Tax Advice

Promote employee wellbeing with these allowable expenses

30 Apr 2019

Nearly two thirds (63%) of UK employees experience stress in their jobs, according to research into workplace happiness by Happiness Works.


Of those who find their roles demanding, nearly one in ten say their job was very stressful.


Given the high-levels of stress among UK employees, organisations are introducing wellbeing initiatives to support the physical and mental health of employees at work.


Our team of tax accountants have conducted a great deal of research to show employers the most tax-efficient ways to promote employee well-being and look after the mental health of their team.


Nearly half of businesses offer tools designed to promote wellbeing in the workplace, with one in seven providing stress management seminars or training and annual leave for personal and mental wellbeing.


Overall, 17% of businesses have introduced counselling, while a further 17% have started to allow employees to leave work early on a Friday and 11% are limiting the amount of overtime that employees can do.


Starting a wellbeing programme may come at a cost but health and happiness go hand-in-hand.


Creating a working environment that encourages good health fosters a more stable workforce.
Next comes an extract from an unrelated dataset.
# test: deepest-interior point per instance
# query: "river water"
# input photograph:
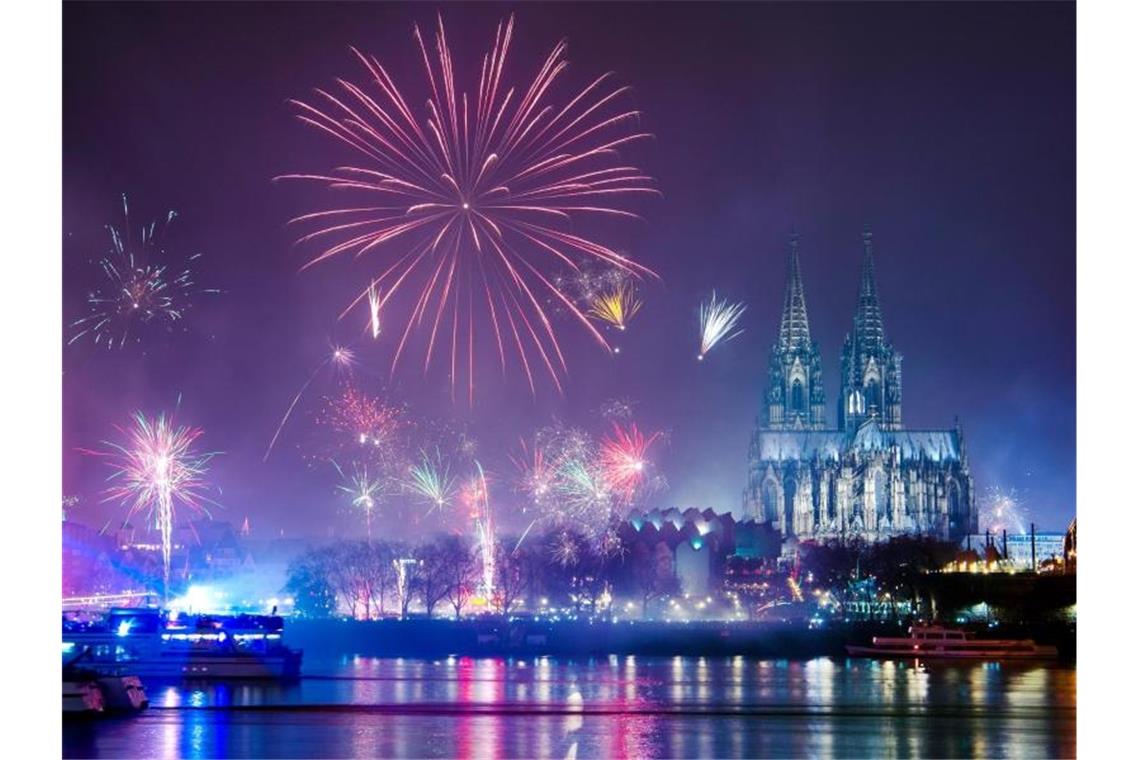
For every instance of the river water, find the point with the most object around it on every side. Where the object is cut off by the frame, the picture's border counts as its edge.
(618, 707)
It also helps facilitate better team relationships, which in turn drives employee satisfaction, performance and morale.


At a time when organisations are experiencing a shortage of skilled workers, UK businesses are also looking to create agile work environments that provide a better work experience and improve staff loyalty.
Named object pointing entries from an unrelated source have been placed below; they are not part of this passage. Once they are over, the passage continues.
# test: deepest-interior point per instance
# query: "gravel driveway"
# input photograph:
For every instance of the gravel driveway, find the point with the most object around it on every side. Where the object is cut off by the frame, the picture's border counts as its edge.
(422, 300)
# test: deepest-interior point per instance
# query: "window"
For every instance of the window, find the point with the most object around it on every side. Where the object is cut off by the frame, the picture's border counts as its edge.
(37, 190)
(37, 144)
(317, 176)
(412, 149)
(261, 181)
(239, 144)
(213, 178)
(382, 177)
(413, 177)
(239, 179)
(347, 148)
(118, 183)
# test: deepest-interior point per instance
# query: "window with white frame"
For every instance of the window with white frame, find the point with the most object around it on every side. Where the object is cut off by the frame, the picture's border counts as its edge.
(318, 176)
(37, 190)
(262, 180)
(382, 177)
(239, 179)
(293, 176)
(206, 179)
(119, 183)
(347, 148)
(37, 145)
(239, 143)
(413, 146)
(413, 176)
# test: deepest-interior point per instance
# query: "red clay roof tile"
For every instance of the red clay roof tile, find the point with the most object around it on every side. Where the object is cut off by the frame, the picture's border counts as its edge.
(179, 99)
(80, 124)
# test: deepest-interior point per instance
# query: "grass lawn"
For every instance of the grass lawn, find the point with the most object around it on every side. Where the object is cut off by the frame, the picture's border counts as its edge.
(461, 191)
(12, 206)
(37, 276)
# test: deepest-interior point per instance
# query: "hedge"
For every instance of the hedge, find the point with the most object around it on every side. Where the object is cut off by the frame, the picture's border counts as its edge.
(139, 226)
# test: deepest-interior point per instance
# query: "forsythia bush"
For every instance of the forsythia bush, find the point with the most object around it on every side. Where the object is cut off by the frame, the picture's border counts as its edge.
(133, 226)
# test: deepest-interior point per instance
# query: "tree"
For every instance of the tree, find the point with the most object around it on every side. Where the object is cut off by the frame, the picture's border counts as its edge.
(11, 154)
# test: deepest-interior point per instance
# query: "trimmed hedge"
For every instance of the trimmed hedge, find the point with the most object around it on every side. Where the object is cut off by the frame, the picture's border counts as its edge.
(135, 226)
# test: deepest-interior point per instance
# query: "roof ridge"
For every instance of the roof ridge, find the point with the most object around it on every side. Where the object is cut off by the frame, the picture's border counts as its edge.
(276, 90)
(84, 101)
Alongside 17% introducing flexible working policies, organisations are rethinking how the design of the workplace impacts health, wellbeing and productivity.


One in seven employers have developed ergonomic workplaces and supply healthy food or drinks.
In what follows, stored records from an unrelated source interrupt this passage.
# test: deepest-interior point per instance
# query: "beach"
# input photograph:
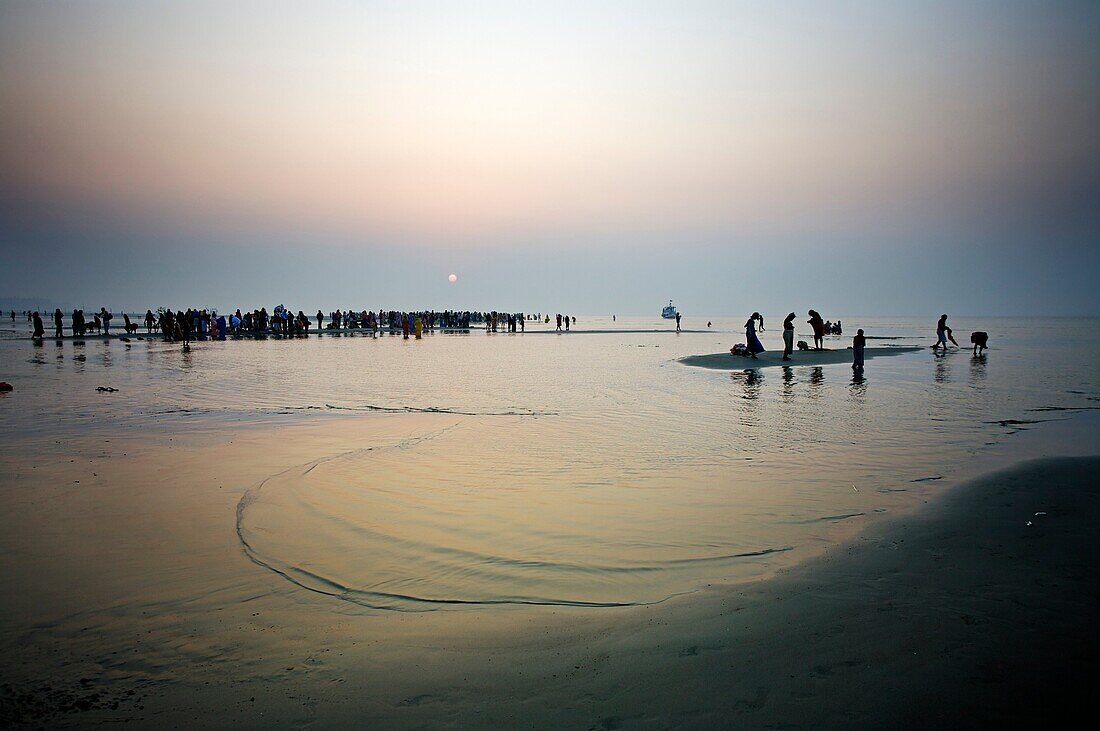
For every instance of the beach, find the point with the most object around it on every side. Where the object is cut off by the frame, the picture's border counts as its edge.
(164, 620)
(541, 532)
To promote healthy behaviours, UK employers are also turning to new measures that encourage physical wellbeing.


One in five have introduced company bicycle or cycling schemes, followed by 15% subsidising gym membership, as well as 10% providing sporting and fitness tools, such as fitbits or step counters, that encourage employees to be active.


It’s important to remember that employees are an organisation’s most important asset.


Those companies that promote and protect workers’ health are building a culture dedicated to the overall wellbeing and happiness of employees.


These businesses are likely to see higher levels of staff engagement and productivity, helping them become more successful and competitive in the long-term.


Allowable expenses that promote employee health

For employers, it is important to note that there are schemes you can put in place without being out of pocket as a result.


The following health benefits can be claimed against your tax bill as an allowable expense:


Bike To Work

The scheme is really straightforward: employers buy bikes and lease them to employees to cycle to work on.


The employees choose the bike and accessories (usually with a £1000 limit) and you recoup the bike cost though employee salary sacrifice (a monthly deduction from gross salary for the duration of the Hire Period).


The employee spreads the cost and makes savings on their tax contributions; 32% for standard rate tax payers and 42% for higher rate taxpayers. As an employer, you make a 13.8% saving through National Insurance Contributions.


As an employer, lending or hiring bikes to employees doesn’t count as an expense or benefit - as long as they’re available to all employees and mainly used for getting to work.


Training

The cost of training can be quite a significant expense for many businesses – whether it is the training of the owner of the business, or training for employees.


It might seem obvious that such expenses are an allowable deduction for tax purposes, but unfortunately the position is not quite as simple as that.


Tax relief will not normally be given if an employee is paying for their own training, even if the purpose of the training is to help them improve in their job.


However tax relief will be given if an employee needs the training to do their job – if it is ‘wholly, exclusively and necessarily incurred’.


So the costs will not be deductible unless the training is necessary – for example, training for an employee to carry out a new job would not be deductible.


On the other hand, where training is paid for by the employer, the tax situation is different.


On the whole, training which enables employees to better do their jobs will be allowable. This even includes general training which may not have an immediate impact on their work.


Working from home

If you provide equipment, services and supplies to an employee who works from home, you don’t have to report or pay anything if they’re only used for business purposes, or any private use is insignificant.


Furthermore if you cover the cost of additional household expenses for an employee who works from home, you don’t have to report or pay anything if all the following apply:


  • they need to work from home, either because equipment they need isn’t available at your workplace, or their work means they have to live too far away from your workplace to travel there every day

  • the amount you give them isn’t more than their additional household expenses

  • the amount you give them isn’t more than the current weekly limit


Counselling

According to HMRC, as an employer, you don’t have any tax, National Insurance or reporting obligations if you provide welfare counselling services for your employees.


This is based on the fact that the counselling is for welfare issues, such as bereavement, ill health or stress, problems at work, sexual abuse or personal relationship difficulties.


The counselling service can’t offer tax advice, legal advice, financial advice on any matter other than debt problems, advice relating to leisure or recreation, medical treatment or technical guidance.


Notably, the provision has to be made by the employer. This means the employer is responsible for providing the service.


If an employee arranges it themselves it is a personal cost and nothing to do with your employer. There is no provision to allow an employee to claim tax relief on such costs that they incur.